The Boston City Council Wednesday approved a map outlining new boundaries for the city’s nine voting districts, winding down an emotional and politically fraught monthslong process that will determine how political power manifests itself throughout a changing city over the next decade.
The new district maps were adopted by a vote of 9-4 with Councilors Frank Baker, Michael Flaherty, Erin Murphy and Council President Ed Flynn — who represent some of the old-line predominantly white neighborhoods of Dorchester and South Boston — voting against it.
The vote came hours after a state court judge denied a same-day request for a temporary restraining order to bar the council from voting on a new district map. The suit was filed by Robert O’Shea, Chair of the Boston Ward 6 Democratic Committee in South Boston, with the help of Paul Gannon, an attorney and a former South Boston state representative.
The council’s vote came a day after Flynn called for a halt to the city’s redistricting process, a move some familiar with council’s workings labeled a stall tactic.
Flynn did not address the suggestion at Wednesday’s meeting, a tense session punctuated with recesses, procedural maneuvers and thinly veiled questioning of colleagues’ motives.
Dorchester Councilor Baker provoked outrage and admonishment when he recalled a recent conversation about redistricting.
“I got a call from a long-time friend this morning, happens to be a Catholic priest,” Baker said, pointing to the clergy’s close watch of the process. “They’re viewing this exercise as an all-out assault on Catholic life in Boston, and it’s not lost on them that the person that’s leading the charge is a Protestant from Fermanagh.”
Baker’s reference was to the county in Northern Ireland where redistricting chair Liz Breadon grew up.
Responding with measured indignation, Breadon conceded that her home county was indeed one of the places where Catholics were discriminated against in the Northern Ireland.
“And it is an insult to me to have a colleague in this City Council insinuate that I am discriminating against Catholics,” Breadon said, her voice shaking. “That is not what’s happening here. I’m standing up for the rights of our minority communities — Hispanic, Asian, Black — to have equal access to voting and to have an equal opportunity to elect the candidate of their choice.”
The map takes slices of Flynn’s South Boston district, which has grown disproportionately to the rest of the city, and transfers them to Baker’s more slow-growing Dorchester district. It also shifts Baker’s district northward, leaving several precincts that border Milton and Quincy to combine with a different district that includes a large portion of the predominately Black Mattapan neighborhood.
The map now goes to Mayor Michelle Wu for approval or rejection.
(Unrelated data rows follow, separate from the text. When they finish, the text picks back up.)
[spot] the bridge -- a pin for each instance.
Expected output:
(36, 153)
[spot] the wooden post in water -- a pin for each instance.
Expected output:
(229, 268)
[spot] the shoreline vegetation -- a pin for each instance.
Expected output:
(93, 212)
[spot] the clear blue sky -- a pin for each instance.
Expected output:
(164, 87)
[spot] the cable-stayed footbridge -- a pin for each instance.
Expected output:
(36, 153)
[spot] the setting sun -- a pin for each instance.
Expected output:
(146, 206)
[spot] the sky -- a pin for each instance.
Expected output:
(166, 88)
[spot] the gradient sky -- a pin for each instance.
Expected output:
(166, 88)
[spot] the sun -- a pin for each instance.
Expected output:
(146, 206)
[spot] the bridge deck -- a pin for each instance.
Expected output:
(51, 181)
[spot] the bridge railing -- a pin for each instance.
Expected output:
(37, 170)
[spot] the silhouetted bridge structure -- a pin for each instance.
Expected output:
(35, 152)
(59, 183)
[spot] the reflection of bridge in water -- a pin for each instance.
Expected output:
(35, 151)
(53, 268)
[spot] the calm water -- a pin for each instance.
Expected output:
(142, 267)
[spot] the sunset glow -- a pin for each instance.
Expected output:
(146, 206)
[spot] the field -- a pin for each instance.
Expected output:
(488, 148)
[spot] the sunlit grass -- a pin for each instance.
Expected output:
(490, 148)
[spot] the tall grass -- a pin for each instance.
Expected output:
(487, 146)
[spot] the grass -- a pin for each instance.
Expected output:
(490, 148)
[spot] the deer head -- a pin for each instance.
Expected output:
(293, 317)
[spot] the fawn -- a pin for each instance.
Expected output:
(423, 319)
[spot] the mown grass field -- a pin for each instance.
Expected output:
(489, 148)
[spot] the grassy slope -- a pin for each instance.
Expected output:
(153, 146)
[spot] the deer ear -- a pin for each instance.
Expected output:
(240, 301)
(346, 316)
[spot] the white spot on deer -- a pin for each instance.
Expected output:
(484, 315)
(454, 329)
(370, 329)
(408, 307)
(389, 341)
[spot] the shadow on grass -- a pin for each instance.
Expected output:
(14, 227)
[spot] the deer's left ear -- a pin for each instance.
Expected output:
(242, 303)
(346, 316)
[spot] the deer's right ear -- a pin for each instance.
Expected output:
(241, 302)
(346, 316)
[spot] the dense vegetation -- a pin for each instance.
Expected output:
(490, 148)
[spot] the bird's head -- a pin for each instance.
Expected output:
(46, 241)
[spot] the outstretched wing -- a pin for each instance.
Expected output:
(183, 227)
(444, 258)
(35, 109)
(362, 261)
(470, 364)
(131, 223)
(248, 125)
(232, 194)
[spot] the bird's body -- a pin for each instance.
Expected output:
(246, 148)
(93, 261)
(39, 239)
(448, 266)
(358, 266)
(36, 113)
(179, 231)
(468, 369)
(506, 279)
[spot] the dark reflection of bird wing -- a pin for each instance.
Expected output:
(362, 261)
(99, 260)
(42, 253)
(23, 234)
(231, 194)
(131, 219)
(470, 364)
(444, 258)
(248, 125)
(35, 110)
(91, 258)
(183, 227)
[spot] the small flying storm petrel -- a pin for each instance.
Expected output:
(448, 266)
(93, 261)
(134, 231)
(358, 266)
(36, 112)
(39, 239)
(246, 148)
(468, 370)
A spokesperson for the mayor said she will review the map in the coming days.
Even if Wu approves the new voter districts, there’s a chance the pending court action could derail the redistricting process.
Despite dismissing the more immediate request for a restraining order, Judge Anthony M. Campo ordered a hearing next Wednesday to examine an additional request for a preliminary injunction.
If granted, that order would bar the council from taking action on redistricting until the state Attorney General weighs in on an open meeting violation complaint also brought by former State Rep. Gannon.
The council also voted 9-4 to override Wu’s veto of a 20% pay raise for herself and the council.
Wu had previously proposed a more modest raise of 11% and asked the council to support that. Instead, the council staggered its pay raises going from $103,500 to $115,000 beginning in 2024, then going up to $125,000 in 2026.